= Within Her Arms =

2009 orchestral composition by Anna Clyne

Within Her Arms is a composition for string orchestra by the British-born composer Anna Clyne. The work was commissioned by the conductor Esa-Pekka Salonen and the Los Angeles Philharmonic. It was first performed April 7, 2009 at the Walt Disney Concert Hall in Los Angeles by the Los Angeles Philharmonic under Salonen. The piece was composed in memory of Clyne's mother, who died in 2008.

==Composition==
Within Her Arms is scored for a string orchestra consisting of 15 players. The work has a duration 14 minutes and is composed in one continuous movement. Concerning the dedication of the piece to her late mother, Clyne simply wrote, "Within Her Arms is music for my mother, with all my love."

==Reception==
Alex Ross of The New Yorker called the work "a fragile elegy for fifteen strings; intertwining voices of lament bring to mind English Renaissance masterpieces of Thomas Tallis and John Dowland, although the music occasionally breaks down into spells of static grief, with violins issuing broken cries over shuddering double-bass drones." Mark Swed of the Los Angeles Times similarly lauded that it "had the feel of wholesome traditional British string music enlivened by a new spirit."

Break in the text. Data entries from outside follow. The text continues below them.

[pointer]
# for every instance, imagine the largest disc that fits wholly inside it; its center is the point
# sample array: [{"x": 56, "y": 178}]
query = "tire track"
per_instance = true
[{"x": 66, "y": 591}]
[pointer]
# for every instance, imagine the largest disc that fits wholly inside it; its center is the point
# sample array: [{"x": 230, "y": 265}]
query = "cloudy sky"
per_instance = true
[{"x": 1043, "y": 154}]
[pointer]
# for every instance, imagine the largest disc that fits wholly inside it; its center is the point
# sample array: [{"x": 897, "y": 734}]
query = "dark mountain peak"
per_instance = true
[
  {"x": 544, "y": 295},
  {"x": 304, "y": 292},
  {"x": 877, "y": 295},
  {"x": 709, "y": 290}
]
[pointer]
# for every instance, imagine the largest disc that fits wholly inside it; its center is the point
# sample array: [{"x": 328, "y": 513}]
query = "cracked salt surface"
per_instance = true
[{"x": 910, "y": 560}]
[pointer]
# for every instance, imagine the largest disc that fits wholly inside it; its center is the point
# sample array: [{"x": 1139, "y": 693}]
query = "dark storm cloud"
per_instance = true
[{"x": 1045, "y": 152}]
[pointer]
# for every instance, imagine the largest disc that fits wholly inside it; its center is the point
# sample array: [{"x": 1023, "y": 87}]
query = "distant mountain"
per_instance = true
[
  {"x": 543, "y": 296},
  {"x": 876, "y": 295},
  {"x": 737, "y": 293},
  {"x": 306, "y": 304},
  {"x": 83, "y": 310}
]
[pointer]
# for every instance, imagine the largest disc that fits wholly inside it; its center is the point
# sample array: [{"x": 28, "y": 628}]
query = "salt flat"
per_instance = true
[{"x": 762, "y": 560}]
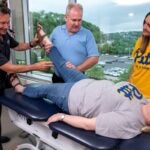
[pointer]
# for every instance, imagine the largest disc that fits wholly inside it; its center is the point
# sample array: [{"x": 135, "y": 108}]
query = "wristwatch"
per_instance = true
[{"x": 62, "y": 117}]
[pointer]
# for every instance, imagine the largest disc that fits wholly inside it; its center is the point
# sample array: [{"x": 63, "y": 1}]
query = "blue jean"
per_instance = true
[{"x": 57, "y": 92}]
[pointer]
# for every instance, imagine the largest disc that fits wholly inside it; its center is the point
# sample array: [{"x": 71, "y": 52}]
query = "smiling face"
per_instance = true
[
  {"x": 73, "y": 20},
  {"x": 146, "y": 26},
  {"x": 4, "y": 23}
]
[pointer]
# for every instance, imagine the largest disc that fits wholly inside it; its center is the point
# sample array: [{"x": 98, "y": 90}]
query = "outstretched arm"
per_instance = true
[{"x": 75, "y": 121}]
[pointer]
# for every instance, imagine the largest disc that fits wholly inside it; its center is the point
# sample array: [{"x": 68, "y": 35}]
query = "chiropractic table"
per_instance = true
[{"x": 31, "y": 114}]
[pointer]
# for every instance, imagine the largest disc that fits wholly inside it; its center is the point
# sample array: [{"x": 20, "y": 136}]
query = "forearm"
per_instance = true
[
  {"x": 75, "y": 121},
  {"x": 80, "y": 122},
  {"x": 22, "y": 47},
  {"x": 11, "y": 68},
  {"x": 88, "y": 63}
]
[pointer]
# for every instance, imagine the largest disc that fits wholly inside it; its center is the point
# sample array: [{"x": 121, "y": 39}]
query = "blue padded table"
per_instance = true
[{"x": 40, "y": 110}]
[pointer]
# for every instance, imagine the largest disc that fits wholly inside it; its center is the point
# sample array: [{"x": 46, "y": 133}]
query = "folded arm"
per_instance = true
[{"x": 75, "y": 121}]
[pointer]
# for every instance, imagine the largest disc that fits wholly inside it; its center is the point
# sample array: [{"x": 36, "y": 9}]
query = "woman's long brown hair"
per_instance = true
[{"x": 145, "y": 39}]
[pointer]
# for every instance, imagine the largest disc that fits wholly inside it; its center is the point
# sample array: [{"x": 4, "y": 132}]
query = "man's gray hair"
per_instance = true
[{"x": 73, "y": 5}]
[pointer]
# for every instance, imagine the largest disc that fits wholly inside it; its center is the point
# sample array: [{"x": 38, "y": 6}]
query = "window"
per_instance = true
[
  {"x": 120, "y": 23},
  {"x": 115, "y": 24}
]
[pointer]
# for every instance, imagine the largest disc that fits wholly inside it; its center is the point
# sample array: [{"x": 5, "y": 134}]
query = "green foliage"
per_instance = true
[
  {"x": 125, "y": 75},
  {"x": 95, "y": 72}
]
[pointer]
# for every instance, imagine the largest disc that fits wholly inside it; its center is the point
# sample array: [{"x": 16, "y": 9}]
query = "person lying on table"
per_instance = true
[{"x": 112, "y": 110}]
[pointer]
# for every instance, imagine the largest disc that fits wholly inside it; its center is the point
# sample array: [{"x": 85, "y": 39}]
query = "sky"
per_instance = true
[{"x": 109, "y": 15}]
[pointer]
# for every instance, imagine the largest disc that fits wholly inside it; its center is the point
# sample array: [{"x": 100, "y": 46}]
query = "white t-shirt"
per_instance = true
[{"x": 117, "y": 107}]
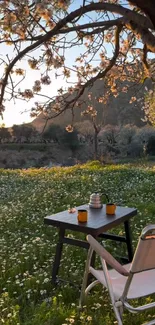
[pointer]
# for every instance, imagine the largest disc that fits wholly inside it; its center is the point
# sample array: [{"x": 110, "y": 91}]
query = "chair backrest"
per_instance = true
[
  {"x": 144, "y": 257},
  {"x": 102, "y": 252}
]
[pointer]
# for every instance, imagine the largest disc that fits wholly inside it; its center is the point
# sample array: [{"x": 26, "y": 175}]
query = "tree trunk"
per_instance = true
[
  {"x": 95, "y": 145},
  {"x": 147, "y": 6}
]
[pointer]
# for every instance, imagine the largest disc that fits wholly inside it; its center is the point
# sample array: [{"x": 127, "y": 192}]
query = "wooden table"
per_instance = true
[{"x": 97, "y": 225}]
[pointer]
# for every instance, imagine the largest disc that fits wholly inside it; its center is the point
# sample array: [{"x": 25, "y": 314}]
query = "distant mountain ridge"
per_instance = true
[{"x": 117, "y": 111}]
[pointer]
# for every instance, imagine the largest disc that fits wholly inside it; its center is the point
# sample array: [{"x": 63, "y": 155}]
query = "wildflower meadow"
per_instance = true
[{"x": 27, "y": 246}]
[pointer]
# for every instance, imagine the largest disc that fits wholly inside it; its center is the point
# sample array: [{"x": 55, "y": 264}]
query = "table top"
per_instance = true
[{"x": 98, "y": 220}]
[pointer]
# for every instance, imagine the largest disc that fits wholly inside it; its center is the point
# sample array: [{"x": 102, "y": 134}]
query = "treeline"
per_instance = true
[{"x": 113, "y": 141}]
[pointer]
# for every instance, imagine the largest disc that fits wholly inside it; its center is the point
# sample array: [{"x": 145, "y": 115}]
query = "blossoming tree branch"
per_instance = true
[{"x": 112, "y": 39}]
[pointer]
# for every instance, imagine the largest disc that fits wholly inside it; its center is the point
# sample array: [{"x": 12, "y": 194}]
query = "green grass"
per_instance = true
[{"x": 28, "y": 246}]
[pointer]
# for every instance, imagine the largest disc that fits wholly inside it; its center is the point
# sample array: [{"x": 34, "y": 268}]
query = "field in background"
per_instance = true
[{"x": 28, "y": 247}]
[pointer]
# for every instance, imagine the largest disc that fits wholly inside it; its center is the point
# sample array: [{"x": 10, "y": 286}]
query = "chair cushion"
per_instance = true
[{"x": 143, "y": 284}]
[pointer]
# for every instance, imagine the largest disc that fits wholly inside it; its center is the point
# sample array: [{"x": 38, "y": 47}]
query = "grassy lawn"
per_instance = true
[{"x": 28, "y": 246}]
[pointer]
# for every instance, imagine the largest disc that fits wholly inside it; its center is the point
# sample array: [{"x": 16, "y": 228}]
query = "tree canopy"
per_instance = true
[{"x": 80, "y": 40}]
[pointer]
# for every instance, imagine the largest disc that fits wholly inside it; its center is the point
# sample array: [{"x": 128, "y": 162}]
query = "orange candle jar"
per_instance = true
[
  {"x": 110, "y": 208},
  {"x": 82, "y": 215}
]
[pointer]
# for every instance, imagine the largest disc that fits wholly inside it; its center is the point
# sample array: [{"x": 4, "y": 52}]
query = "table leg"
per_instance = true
[
  {"x": 128, "y": 240},
  {"x": 58, "y": 255}
]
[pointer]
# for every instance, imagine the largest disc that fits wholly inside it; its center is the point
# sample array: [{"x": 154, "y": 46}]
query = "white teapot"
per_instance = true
[{"x": 95, "y": 200}]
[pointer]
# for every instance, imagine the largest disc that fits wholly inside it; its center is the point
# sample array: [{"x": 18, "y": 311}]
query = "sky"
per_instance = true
[{"x": 19, "y": 112}]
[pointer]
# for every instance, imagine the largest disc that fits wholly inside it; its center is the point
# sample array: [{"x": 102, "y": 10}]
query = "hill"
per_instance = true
[{"x": 117, "y": 111}]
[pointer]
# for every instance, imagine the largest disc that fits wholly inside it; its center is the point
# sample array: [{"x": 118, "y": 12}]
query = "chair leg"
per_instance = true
[
  {"x": 118, "y": 315},
  {"x": 83, "y": 288},
  {"x": 85, "y": 279}
]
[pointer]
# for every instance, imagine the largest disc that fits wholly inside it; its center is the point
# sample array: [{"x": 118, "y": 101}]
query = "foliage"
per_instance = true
[
  {"x": 81, "y": 41},
  {"x": 150, "y": 148},
  {"x": 71, "y": 139},
  {"x": 4, "y": 133},
  {"x": 28, "y": 246},
  {"x": 23, "y": 130},
  {"x": 150, "y": 106},
  {"x": 54, "y": 132}
]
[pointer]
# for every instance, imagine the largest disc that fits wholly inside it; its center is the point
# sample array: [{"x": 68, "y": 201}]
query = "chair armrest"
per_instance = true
[{"x": 109, "y": 259}]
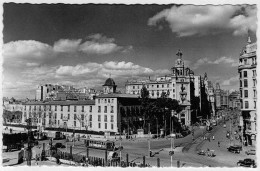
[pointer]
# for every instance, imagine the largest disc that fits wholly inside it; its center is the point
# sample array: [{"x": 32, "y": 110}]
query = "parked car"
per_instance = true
[
  {"x": 234, "y": 149},
  {"x": 250, "y": 152},
  {"x": 247, "y": 163},
  {"x": 201, "y": 152},
  {"x": 59, "y": 145}
]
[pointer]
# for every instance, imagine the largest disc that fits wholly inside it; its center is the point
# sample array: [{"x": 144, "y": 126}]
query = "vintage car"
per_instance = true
[
  {"x": 247, "y": 163},
  {"x": 251, "y": 152},
  {"x": 201, "y": 152}
]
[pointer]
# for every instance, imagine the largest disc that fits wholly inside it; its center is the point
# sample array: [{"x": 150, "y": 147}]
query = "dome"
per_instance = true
[{"x": 109, "y": 82}]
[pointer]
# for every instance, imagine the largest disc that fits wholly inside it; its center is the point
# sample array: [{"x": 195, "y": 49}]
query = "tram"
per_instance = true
[{"x": 100, "y": 144}]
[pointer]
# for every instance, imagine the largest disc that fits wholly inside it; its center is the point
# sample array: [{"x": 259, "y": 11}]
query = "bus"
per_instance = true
[{"x": 100, "y": 144}]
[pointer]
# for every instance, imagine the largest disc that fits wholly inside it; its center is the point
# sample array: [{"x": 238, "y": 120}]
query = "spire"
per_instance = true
[
  {"x": 179, "y": 53},
  {"x": 248, "y": 37}
]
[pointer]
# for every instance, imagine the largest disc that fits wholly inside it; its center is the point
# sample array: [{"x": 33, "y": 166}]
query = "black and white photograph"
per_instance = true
[{"x": 129, "y": 85}]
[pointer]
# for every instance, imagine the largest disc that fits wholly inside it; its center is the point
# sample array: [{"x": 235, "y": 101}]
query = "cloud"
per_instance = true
[
  {"x": 221, "y": 60},
  {"x": 99, "y": 44},
  {"x": 66, "y": 45},
  {"x": 229, "y": 81},
  {"x": 188, "y": 20},
  {"x": 34, "y": 53}
]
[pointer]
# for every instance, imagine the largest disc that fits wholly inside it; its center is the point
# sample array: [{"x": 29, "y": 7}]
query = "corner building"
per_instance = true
[
  {"x": 248, "y": 91},
  {"x": 178, "y": 85}
]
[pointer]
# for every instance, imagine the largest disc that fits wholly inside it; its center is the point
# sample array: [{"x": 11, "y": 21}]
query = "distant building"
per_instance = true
[
  {"x": 221, "y": 98},
  {"x": 176, "y": 86},
  {"x": 108, "y": 112},
  {"x": 234, "y": 100},
  {"x": 248, "y": 90}
]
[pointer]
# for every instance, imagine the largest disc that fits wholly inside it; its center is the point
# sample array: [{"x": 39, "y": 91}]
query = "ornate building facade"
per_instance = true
[
  {"x": 178, "y": 85},
  {"x": 248, "y": 91}
]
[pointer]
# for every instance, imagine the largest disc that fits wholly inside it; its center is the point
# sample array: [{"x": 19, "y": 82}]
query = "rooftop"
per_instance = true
[{"x": 63, "y": 103}]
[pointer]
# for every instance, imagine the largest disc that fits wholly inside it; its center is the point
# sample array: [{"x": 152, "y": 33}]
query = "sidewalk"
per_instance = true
[{"x": 222, "y": 154}]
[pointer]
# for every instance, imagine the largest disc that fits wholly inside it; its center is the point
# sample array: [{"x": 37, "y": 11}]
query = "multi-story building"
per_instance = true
[
  {"x": 248, "y": 91},
  {"x": 234, "y": 100},
  {"x": 108, "y": 112},
  {"x": 221, "y": 97},
  {"x": 176, "y": 86}
]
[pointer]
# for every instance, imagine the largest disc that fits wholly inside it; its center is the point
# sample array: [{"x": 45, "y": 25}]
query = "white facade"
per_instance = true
[{"x": 248, "y": 89}]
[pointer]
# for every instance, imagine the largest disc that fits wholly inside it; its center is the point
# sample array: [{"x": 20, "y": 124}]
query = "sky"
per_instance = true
[{"x": 83, "y": 45}]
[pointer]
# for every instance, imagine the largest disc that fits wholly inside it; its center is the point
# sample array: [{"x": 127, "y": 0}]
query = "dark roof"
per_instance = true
[
  {"x": 109, "y": 82},
  {"x": 117, "y": 95},
  {"x": 63, "y": 103}
]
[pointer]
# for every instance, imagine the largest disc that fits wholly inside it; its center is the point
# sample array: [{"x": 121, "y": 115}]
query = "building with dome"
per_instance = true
[
  {"x": 109, "y": 86},
  {"x": 178, "y": 85},
  {"x": 248, "y": 91}
]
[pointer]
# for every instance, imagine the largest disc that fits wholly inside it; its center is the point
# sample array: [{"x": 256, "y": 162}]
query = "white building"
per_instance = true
[
  {"x": 176, "y": 86},
  {"x": 248, "y": 90}
]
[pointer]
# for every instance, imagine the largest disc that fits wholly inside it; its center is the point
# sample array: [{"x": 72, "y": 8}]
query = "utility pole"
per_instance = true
[{"x": 29, "y": 141}]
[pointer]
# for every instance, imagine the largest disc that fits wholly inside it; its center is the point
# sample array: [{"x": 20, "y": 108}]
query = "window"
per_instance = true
[
  {"x": 246, "y": 105},
  {"x": 245, "y": 61},
  {"x": 245, "y": 74},
  {"x": 246, "y": 93},
  {"x": 112, "y": 109},
  {"x": 245, "y": 83}
]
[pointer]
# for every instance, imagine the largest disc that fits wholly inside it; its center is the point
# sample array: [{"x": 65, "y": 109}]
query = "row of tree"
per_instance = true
[{"x": 155, "y": 114}]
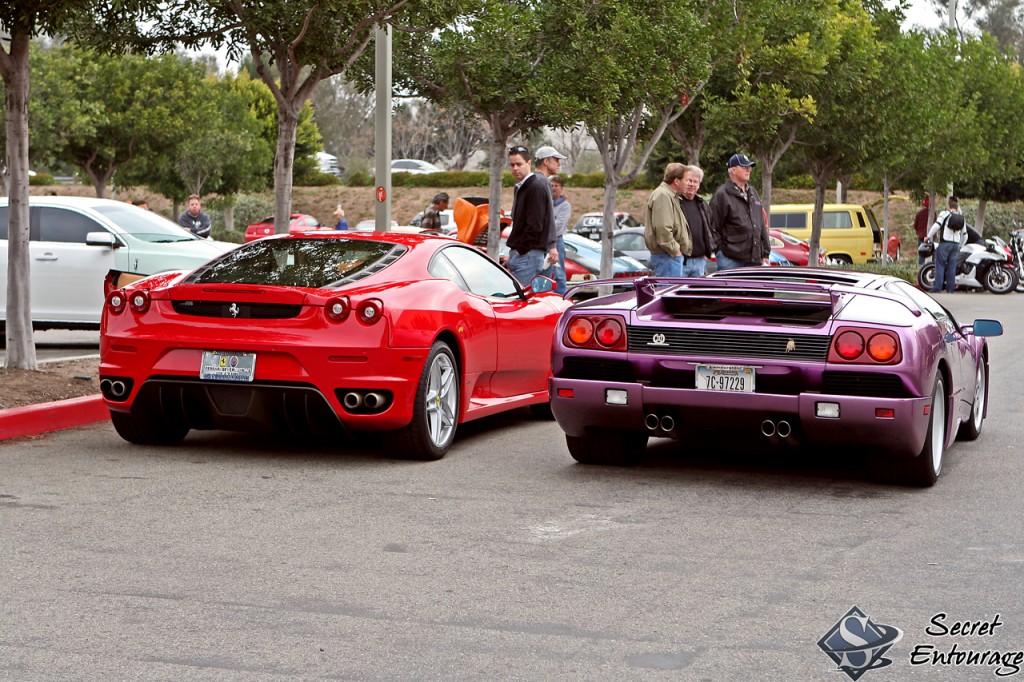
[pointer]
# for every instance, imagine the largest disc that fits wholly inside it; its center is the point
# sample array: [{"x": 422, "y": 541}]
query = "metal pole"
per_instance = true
[{"x": 382, "y": 134}]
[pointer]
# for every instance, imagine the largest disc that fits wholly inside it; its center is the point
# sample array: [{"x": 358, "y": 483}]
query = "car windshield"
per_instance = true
[
  {"x": 145, "y": 225},
  {"x": 299, "y": 262}
]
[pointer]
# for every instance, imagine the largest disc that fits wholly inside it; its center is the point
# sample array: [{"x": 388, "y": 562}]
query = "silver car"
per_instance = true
[{"x": 76, "y": 242}]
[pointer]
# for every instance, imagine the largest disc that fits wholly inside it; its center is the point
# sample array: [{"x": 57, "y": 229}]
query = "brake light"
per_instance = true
[
  {"x": 882, "y": 347},
  {"x": 850, "y": 346},
  {"x": 138, "y": 301},
  {"x": 370, "y": 311},
  {"x": 596, "y": 332},
  {"x": 337, "y": 308},
  {"x": 117, "y": 301}
]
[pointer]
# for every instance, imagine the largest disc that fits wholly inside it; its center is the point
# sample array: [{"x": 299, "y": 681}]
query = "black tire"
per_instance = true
[
  {"x": 435, "y": 413},
  {"x": 608, "y": 446},
  {"x": 155, "y": 430},
  {"x": 924, "y": 469},
  {"x": 999, "y": 280},
  {"x": 926, "y": 276},
  {"x": 971, "y": 429}
]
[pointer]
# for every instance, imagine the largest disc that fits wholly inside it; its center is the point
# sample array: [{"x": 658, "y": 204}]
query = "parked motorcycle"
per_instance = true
[{"x": 978, "y": 266}]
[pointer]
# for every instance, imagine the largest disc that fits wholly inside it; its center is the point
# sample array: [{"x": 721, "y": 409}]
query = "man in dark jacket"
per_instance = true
[
  {"x": 531, "y": 239},
  {"x": 698, "y": 220},
  {"x": 737, "y": 219}
]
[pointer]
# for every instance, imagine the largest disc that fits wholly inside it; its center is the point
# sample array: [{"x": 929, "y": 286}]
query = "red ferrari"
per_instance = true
[{"x": 311, "y": 333}]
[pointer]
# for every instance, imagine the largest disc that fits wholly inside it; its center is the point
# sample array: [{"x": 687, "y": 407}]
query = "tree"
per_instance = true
[
  {"x": 108, "y": 113},
  {"x": 293, "y": 44},
  {"x": 629, "y": 91},
  {"x": 19, "y": 23}
]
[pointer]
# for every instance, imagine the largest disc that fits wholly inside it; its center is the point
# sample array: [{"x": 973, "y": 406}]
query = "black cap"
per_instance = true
[{"x": 739, "y": 160}]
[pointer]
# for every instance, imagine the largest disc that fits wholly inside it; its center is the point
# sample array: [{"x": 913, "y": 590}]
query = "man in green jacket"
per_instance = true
[{"x": 666, "y": 231}]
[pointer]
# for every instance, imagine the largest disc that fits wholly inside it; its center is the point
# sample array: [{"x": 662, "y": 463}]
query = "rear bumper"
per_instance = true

Lawrence A. Johnson of the Chicago Classical Review particularly praised the piece, writing:
Within Her Arms is a powerful work, a somber, deeply felt meditation on loss. Crafted with real mastery for strings, Clyne's work never descends to the sentimental or lachrymose, the music working its way through desolation and painful stabbing violin accents to a sense of hard-won solace and peace.

He added, "This is one of the English composer's most personal and finest efforts to date, and one could easily see this powerful elegy entering the regular string repertoire."